Object storage for any amount of data, the backbone of AWS storage.

Why I chose it

  • Unlimited storage.
  • Presigned URLs for secure, temporary access.
  • Low cost.
  • Direct SDK access from the application.

Features used

  • Private bucket (images not publicly accessible).
  • Presigned URLs (1‑hour expiration).
  • Server‑side upload via API route (browser never accesses the bucket directly).
  • Correct Content‑Type MIME handling.
  • Bucket policy set to private by default.

Amazon Cognito

What is it?
Authentication, authorization, and user‑management service for web and mobile apps, supporting direct sign‑in and third‑party identity providers.

Why I chose it

  • Native AWS integration.
  • Built‑in MFA support.

How it’s used – Manages customer accounts, handles sign‑up/sign‑in flows, and secures API endpoints.

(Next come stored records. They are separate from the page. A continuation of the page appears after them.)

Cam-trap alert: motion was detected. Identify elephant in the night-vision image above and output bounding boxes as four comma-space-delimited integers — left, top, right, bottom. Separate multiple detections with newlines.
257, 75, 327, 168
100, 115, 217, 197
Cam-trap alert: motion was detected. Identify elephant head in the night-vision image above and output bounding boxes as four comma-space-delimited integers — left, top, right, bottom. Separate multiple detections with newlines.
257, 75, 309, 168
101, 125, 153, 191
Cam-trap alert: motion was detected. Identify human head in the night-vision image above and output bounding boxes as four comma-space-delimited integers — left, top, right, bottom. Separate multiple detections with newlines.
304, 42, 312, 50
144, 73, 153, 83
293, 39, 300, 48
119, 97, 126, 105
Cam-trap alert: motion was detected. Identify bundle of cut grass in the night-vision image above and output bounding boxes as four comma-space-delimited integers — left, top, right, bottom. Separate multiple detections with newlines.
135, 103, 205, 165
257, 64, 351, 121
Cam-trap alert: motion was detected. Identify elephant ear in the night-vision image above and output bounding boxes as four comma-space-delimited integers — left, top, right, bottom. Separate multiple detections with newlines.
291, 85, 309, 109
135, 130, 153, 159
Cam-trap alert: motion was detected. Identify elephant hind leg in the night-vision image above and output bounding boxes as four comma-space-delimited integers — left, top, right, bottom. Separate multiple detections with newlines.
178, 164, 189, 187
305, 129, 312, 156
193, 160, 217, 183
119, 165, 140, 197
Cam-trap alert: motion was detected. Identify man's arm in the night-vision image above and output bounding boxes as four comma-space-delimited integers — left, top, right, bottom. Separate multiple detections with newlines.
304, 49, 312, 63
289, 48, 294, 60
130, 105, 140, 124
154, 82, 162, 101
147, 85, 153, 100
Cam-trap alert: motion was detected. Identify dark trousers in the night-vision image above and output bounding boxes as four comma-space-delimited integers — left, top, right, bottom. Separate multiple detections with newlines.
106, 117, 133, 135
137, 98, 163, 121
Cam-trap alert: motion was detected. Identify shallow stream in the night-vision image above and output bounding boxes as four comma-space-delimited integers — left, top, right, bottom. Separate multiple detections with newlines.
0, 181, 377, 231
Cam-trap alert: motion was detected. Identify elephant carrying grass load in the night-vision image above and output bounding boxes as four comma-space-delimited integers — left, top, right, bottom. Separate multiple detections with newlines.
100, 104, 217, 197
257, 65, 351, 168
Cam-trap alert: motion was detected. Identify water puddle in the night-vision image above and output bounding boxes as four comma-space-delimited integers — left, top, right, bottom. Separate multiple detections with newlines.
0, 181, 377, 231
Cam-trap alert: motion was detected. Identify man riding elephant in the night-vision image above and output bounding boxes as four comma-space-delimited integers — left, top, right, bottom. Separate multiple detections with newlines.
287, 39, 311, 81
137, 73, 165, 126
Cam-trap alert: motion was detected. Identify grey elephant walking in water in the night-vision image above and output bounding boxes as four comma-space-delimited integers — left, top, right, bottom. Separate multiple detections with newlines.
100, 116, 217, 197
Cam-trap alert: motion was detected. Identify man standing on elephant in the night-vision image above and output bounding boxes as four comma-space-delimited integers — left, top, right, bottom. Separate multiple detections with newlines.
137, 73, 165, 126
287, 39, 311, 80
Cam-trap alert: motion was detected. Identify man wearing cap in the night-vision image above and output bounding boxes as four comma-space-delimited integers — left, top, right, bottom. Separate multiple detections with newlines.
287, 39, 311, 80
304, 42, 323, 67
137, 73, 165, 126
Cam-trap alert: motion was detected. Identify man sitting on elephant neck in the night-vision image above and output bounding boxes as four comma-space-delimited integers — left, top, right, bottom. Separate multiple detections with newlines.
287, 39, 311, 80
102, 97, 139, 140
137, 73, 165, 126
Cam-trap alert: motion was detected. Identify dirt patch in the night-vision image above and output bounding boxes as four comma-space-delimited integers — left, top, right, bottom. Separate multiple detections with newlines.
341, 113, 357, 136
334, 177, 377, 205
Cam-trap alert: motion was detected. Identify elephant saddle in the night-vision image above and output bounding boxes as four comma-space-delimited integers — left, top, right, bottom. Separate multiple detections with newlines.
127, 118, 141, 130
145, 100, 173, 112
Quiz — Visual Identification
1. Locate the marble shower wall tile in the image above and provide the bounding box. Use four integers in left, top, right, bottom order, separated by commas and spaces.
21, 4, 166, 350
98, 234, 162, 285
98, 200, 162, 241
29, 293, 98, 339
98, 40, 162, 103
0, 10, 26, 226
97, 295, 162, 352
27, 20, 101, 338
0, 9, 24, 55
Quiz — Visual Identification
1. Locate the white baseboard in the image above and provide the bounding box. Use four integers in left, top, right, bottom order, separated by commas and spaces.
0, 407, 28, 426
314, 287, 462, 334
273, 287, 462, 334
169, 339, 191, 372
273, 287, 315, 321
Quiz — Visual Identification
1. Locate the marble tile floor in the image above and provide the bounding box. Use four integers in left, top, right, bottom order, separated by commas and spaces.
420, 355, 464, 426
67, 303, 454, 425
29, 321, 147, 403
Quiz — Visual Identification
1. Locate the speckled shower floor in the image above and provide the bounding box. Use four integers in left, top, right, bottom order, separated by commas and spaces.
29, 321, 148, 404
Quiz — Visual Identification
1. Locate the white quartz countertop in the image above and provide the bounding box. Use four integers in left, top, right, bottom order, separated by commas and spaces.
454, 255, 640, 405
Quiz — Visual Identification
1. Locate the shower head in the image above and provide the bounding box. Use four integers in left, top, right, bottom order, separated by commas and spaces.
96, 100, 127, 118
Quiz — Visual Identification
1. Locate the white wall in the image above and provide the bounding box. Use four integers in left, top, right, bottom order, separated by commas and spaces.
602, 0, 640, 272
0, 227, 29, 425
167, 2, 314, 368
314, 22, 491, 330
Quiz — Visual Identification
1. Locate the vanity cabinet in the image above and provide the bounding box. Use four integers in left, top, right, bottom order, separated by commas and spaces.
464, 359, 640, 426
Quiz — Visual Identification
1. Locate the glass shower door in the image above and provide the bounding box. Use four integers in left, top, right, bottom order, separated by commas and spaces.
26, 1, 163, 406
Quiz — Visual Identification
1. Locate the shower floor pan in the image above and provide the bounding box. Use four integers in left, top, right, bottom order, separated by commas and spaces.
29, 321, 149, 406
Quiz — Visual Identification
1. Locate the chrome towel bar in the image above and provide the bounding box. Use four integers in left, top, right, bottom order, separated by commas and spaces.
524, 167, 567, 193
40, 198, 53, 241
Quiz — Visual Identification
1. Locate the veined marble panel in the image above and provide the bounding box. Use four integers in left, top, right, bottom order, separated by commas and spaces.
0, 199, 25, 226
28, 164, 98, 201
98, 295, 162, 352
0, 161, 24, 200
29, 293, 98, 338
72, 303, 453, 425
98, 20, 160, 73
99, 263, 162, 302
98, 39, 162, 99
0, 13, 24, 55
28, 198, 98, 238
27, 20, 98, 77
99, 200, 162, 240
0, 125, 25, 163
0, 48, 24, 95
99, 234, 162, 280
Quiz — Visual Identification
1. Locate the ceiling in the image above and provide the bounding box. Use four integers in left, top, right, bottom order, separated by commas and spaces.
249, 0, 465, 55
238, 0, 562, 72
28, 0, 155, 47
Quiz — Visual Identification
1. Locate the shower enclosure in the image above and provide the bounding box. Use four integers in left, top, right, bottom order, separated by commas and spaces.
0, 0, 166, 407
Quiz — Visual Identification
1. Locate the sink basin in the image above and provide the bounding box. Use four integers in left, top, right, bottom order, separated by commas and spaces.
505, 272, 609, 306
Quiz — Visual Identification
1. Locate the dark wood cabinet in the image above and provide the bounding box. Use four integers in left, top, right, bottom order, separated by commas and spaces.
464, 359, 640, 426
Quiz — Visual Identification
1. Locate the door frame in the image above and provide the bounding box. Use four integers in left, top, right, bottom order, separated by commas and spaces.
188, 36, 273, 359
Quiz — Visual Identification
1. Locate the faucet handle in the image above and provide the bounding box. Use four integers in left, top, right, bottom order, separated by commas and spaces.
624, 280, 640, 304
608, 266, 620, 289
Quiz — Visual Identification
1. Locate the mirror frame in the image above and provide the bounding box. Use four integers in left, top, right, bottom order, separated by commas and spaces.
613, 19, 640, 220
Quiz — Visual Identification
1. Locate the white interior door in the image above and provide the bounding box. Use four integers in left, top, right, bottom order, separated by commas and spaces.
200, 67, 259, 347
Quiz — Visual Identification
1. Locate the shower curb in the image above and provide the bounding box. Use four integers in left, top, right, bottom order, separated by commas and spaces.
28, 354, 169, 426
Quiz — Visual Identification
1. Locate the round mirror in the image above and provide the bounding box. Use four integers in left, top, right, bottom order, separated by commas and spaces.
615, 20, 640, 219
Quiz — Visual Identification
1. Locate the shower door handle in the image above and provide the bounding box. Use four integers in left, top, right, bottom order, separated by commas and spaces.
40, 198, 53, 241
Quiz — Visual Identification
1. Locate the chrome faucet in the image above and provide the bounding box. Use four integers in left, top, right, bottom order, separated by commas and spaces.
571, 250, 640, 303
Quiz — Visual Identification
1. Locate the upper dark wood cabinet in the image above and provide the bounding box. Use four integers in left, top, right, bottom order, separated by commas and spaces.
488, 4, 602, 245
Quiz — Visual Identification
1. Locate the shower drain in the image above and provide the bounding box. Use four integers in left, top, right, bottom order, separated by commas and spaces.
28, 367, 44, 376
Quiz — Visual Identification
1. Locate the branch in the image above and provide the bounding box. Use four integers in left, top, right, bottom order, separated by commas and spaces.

Amazon SES (Simple Email Service)

What is it?
A cloud‑based email service for sending transactional, marketing, and notification emails.

How it’s used – Sends order confirmation, shipping updates, and admin notifications with the HTML templates described above.

Amazon CloudFront (via Amplify)

What is it?
A global content delivery network delivering content with low latency from 400+ edge locations.

How it’s used – Serves the static assets of the Next.js site and the presigned image URLs, providing fast, secure delivery worldwide.